Mes genoux protestent comme le vieux parquet quand la maison se tasse après minuit : de longs craquements sourds qui vous rappellent que rien ne reste neuf éternellement. Soixante-huit ans, ce n’est pas un âge vénérable à Overland Park, au Kansas – c’est une banlieue où l’on croise des voiturettes de golf et où l’on dîne tôt – mais c’est assez vieux pour que le matin vous oblige à faire l’inventaire de ce qui fonctionne encore et de ce qui ne fonctionne plus. Je fais cet inventaire pendant que la cafetière ronronne, que le cardinal sur la clôture du fond penche la tête comme s’il m’évaluait et me trouvait intéressant, et que le parterre est planté par Elaine est envahi par le liseron que je promets d’arracher sans jamais le faire.
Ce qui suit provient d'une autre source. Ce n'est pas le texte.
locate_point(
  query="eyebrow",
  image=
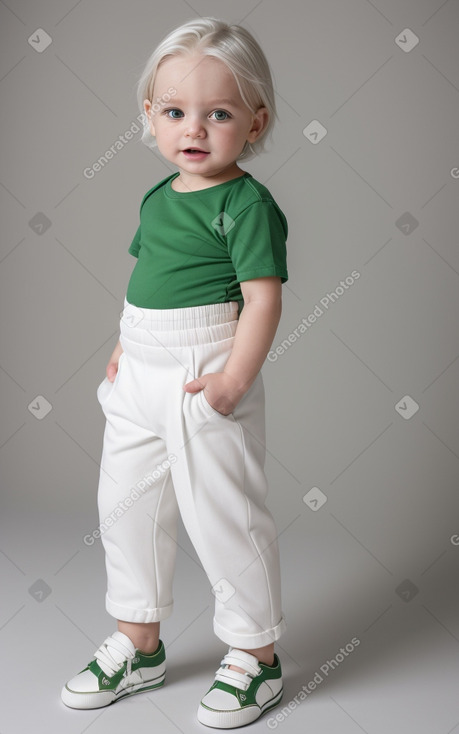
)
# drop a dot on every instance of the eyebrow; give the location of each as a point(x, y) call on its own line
point(213, 102)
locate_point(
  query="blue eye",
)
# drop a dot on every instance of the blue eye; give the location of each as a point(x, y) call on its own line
point(174, 117)
point(218, 114)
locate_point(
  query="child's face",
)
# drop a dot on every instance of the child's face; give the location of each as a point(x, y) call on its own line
point(207, 112)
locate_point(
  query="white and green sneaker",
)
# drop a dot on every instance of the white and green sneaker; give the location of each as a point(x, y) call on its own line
point(235, 698)
point(118, 670)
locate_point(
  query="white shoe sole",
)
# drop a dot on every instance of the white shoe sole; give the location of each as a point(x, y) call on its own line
point(98, 699)
point(237, 717)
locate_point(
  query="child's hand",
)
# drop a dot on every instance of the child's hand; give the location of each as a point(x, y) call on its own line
point(222, 390)
point(112, 367)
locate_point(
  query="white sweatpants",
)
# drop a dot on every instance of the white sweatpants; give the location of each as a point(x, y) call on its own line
point(167, 451)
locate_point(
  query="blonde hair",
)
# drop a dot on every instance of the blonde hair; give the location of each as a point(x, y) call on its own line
point(233, 45)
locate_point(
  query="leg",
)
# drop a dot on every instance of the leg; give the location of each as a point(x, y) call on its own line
point(145, 637)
Il m’arrive encore de remplir deux tasses par erreur. La seconde embaume la première tandis que celle-ci me réchauffe les mains, puis la maison retombe dans un silence qui donne l’impression d’être un fantôme dans sa propre cuisine.

Avant, les dimanches étaient animés d’un joyeux brouhaha. Bryce déboulait dans l’allée avec ses crampons boueux, Elaine le chassait du tapis, la musique s’échappait de cette horrible radio argentée qu’elle adorait, et je m’efforçais de garder mon sérieux tout en « râlant ». Maintenant, les dimanches ont une tout autre signification. Mon fils et sa femme « passent » toutes les deux ou trois semaines. C’est comme ça qu’ils disent. Ces visites ressemblent moins à des moments en famille qu’à des rendez-vous.

Quand la sonnette retentit cette fois-ci, je ne suis pas surprise ; Bryce a toujours été ponctuel quand il y a un intérêt à le faire. J’ouvre et je le trouve vêtu de sa veste en jean qu’il porte depuis bien trop longtemps, et Polly à ses côtés avec ce sac à main qu’elle veut absolument que je remarque sans que je lui demande son prix.

« Salut papa », dit Bryce en se penchant pour m’enlacer, une odeur de cigarette et de parfum bon marché imprégnant son col. Il a ma mâchoire et mon tempérament, mais il n’a jamais hérité de mon don pour éviter les ennuis.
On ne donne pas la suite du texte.